Are we going to apologize for all those maybe a million Japanese lives that were saved when Hiroshima and Nagagsaki were hit?
No one knows how many Americans would have died in the invasion. It says right here that many more than 200,000 Japanese would have died in the same invasion.
...the rape of Nanking
...the rape of Nanking
For what it is worth, Japan has made about 50 official apologies since the 1950s regarding various aspects of the Pacific War, and its actions in Korea and China. There's a list at List of war apology statements issued by Japan.
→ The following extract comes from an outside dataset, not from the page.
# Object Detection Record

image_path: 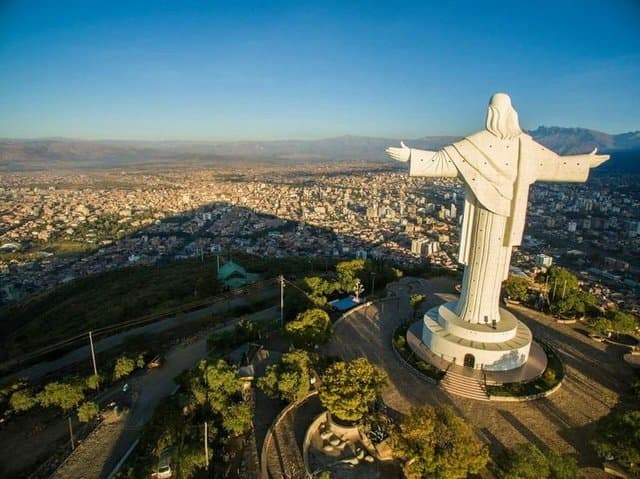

In fact, just last year, there was a specific apology for the Bataan Death March, delivered directly to 73 of its survivors: Japan Apologizes for Bataan Death March.
But there's no reason for us to apologize. Japan had its own nuclear weapons program, and there is significant research that shows that they were much closer to a weapon than most historians had thought. (There are even some people who believe that Japan had actually succeeded with some version of a nuclear weapon test in what is now North Korea.) There's no question in my mind that if the Japanese could have used a nuclear weapon on us, they would have not hesitated to do so.
It was a hard-fought war by both sides. From talking with many Japanese, I have myself met very few that felt aggrieved by the nuclear weapons used at Hiroshima and Nagasaki. (I would say, though, that an irrational horror of nuclear weapons is quite common among Japanese.) I believe it's safe to say that every one of those folks who I met that were vocally aggrieved were quite leftist, and well out of the Japanese mainstream.